When death came to save him
When Lee awoke he had no idea where he was or how he’d got there.
His head….hurt. His right arm….hurt. His right leg hurt really badly. He couldn’t see out of one eye.
He tried to stand up but couldn’t , sharp rocks were digging into him from below and the heat dissolved his resolve like dry acid.
He groaned and through his good eye saw an olive branch above him framed by a sky which was the deep intense blue of the Mediterranean. The sun was in the middle of it, burning a hole into his forehead.
The knot of his Adam’s apple felt like wire wool in his throat and the floaters in his eyes circled like vultures.
With enormous effort he managed to raise his bloodied, burning shoulder and rest on his good arm. When the blue and the blinding white and the dull green colours had stopped spinning he was able to look in front of him and see a barren landscape with windmills in the distance. In the foreground stood a dark figure bearing a scythe. It was not a scarecrow.
“Death!” Lee whispered through the wire wool.
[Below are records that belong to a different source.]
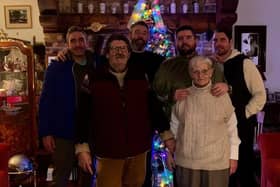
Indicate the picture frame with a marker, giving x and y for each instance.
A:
(277, 96)
(49, 59)
(18, 16)
(251, 41)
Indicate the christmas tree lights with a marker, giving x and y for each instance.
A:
(160, 41)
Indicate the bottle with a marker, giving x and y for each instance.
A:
(50, 173)
(195, 7)
(184, 6)
(90, 7)
(102, 7)
(173, 7)
(126, 8)
(162, 7)
(80, 7)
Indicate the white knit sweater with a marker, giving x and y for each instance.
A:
(205, 130)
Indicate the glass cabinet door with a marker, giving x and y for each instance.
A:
(17, 105)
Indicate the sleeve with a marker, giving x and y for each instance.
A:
(160, 83)
(233, 136)
(83, 112)
(174, 122)
(255, 86)
(46, 103)
(158, 118)
(218, 75)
Death reached forward and bestowed upon Lee the strength to stand then turned and motioned for Lee to follow upon what he presumed was his “final journey”. Together they crossed the stony field, stumbling ever upwards towards the sky. Death placed Lee’s hand upon the scythe to steady him and pointed at the horizon. Lee was at peace, soon to be delivered from this life of sin and pain.
At last, after a lifetime of rocks that cut his flip-flopped feet, Death led Lee to his final resting place. The shaded hut from which none returned. He sat upon on a stool and he ate a last meal of cheese, bread, olives and honey whilst drinking delicious water from a pouch of hide.
Then slowly, as his eyes adjusted to the darkness, Lee’s feverish visions began to relent and he realised that Death bore the form of an ageing Greek Shepherd with bad teeth. His scythe was now a crook with a nobbly end. Most prosaically of all, the thought began to occur to Lee that he wasn’t actually dead. In fact he was beginning to feel a bit better.
Death pointed at himself and said “Antonis” and smiled a yellow smile. “Antonis” said Lee. Lee then pointed to himself and said “Lee”. “Lee” repeated Antonis.
Antonis ripped a part of his own shirt and tied it over Lee’s wound and made a present of his second best crook and water canteen. After a few minutes further recuperation they walked to a path and Antonis pointed Lee towards a well-worn path from which he could see Mykonos Town a kilometre down the hill.
Lee hugged Antonis like a brother and limped away.
Then he returned slowly to his hotel where his friends were still sleeping off the effects of last night’s even wilder than usual party.
Lee has never returned to Mykonos since, but he keeps the crook and the water canteen as both a souvenir and a reminder of the day that Death came to save him.